To calculate dominance, the responses of F1 progeny were compared with parental susceptible and resistant strains. Dominance of Cry1Ah resistance at the different toxin concentrations was measured as reported by Bourguet, et al.53 and methods adapted from Liu and Tabashnik 199754. The values of degree of dominance (h) range from 0 that indicates completely recessive to 1 that indicates a fully completely dominant resistance and h value of 0.5 defines co-dominant or additive trait. The characters used in the calculation of dominance were larval survival after 7 days of infestation and the combination of the two traits.

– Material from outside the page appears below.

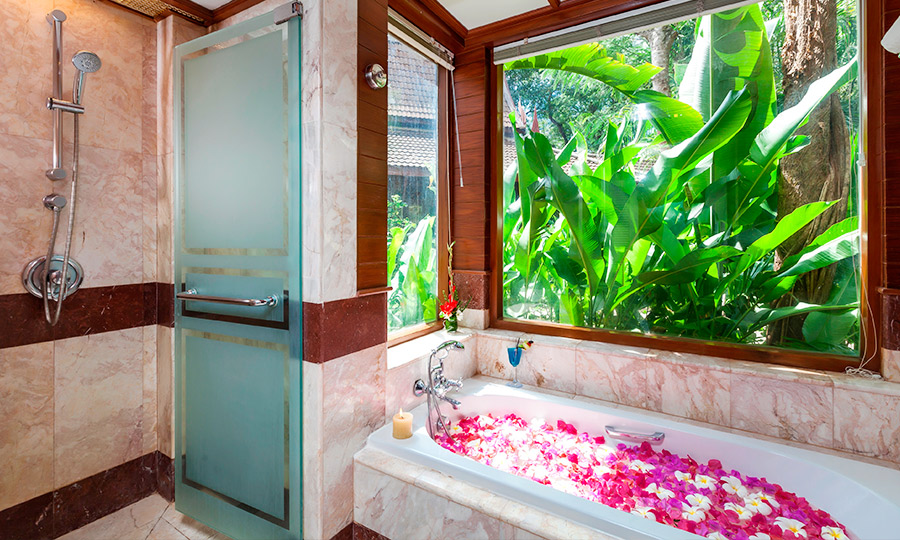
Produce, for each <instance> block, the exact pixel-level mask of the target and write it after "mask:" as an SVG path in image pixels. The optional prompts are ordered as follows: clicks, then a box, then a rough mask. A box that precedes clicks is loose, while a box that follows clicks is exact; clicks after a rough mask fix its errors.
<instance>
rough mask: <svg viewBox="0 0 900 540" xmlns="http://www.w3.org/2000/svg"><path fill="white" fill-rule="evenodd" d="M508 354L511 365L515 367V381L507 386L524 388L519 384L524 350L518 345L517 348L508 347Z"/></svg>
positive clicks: (510, 382) (513, 377)
mask: <svg viewBox="0 0 900 540" xmlns="http://www.w3.org/2000/svg"><path fill="white" fill-rule="evenodd" d="M506 354H507V355H509V365H511V366H512V367H513V380H512V381H510V382H508V383H506V386H512V387H513V388H522V383H520V382H519V362H521V361H522V348H521V347H519V346H518V345H517V346H515V347H508V348H507V349H506Z"/></svg>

The backcross generation obtained from mating F1 progenies with parental resistant strains was verified to estimate the number of genes affecting resistance by using the approach described by Tabashnik, et al.10 and using the method reported by Lande55. The monogenic inheritance model was tested to compare observed and expected mortality of the backcross progeny at different Cry1Ah concentrations by using the Chi-square test10,46. Expected mortality in the backcross can be calculated directly from experimental data following the method as described previously32,46. The survival percentage of larvae fed on Cry1Ah-corn and non-Bt corn was arcsine transformed to assure the normality of data prior to statistical analysis. The means difference in each corn tissue of Bt and non-Bt were tested using Fisher’s protected least significant difference (SAS Institute, Cary, NC. 2009).